Marcos Llorente recently defended the first engineering thesis within the PhD in Applied Medical Research of the Faculty of Medicine, a research that has been developed for the first time in the Medical Engineering Laboratory.
It is a doctoral thesis that combines Engineering and Otolaryngology, and has been directed by Dr. Secundino Fernández, dean of the Faculty, and co-directed by ProfessorAdam Podhorski of Tecnun . "The aim was to make it possible to monitor patients outside the hospital environment, and to have objective data on the use and characteristics of the voice for diagnostic and therapeutic purposes," explains Llorente.

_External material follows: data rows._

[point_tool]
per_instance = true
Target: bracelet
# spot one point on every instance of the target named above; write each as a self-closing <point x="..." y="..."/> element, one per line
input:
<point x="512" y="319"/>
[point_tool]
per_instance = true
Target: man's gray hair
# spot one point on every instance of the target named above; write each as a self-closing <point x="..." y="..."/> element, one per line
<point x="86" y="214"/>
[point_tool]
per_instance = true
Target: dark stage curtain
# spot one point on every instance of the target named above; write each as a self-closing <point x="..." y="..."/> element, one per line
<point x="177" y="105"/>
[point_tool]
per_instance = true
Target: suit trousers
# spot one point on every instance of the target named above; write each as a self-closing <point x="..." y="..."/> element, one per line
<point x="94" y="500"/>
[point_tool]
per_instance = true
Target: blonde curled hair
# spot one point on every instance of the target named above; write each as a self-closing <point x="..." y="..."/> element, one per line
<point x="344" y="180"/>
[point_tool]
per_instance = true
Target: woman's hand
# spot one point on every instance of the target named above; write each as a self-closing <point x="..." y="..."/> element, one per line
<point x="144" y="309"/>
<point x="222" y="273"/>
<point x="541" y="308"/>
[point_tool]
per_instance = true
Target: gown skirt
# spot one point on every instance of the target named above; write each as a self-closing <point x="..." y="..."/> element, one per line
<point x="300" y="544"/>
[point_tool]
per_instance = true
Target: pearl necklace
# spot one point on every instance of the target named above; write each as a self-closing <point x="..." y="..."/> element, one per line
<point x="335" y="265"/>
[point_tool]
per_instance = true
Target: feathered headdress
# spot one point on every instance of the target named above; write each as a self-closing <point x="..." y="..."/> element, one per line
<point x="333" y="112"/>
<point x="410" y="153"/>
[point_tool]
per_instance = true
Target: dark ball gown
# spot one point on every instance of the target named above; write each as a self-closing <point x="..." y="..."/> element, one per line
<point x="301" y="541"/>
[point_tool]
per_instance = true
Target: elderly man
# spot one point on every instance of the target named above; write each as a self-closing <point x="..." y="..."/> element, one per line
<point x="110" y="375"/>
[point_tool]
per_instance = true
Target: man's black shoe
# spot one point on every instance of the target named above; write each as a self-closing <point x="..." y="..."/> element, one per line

To this end, this engineer, a former student of Tecnunhas developed a wearable device that is placed on the throat and records and measures the main parameters of the voice (fundamental frequency and relative intensity), as well as the time of use of the voice, carrying out all the processing internally. "This is possible thanks to an accelerometer placed on the skin in the lower part of the larynx that records the vibrations generated by the vocal cords. This information is processed by a low-power microcontroller that is responsible for obtaining the value of the parameters of interest. The low power consumption of this device makes it possible to record for weeks without the need for intervention by the user," says the researcher.
In this way, the device allows the detection of inefficient phonatory patterns (voice deficiencies or lesions) or at risk of developing organic lesions, while at the same time allowing the monitoring of behaviour modification after having followed speech therapy, pharmacological or surgical treatments.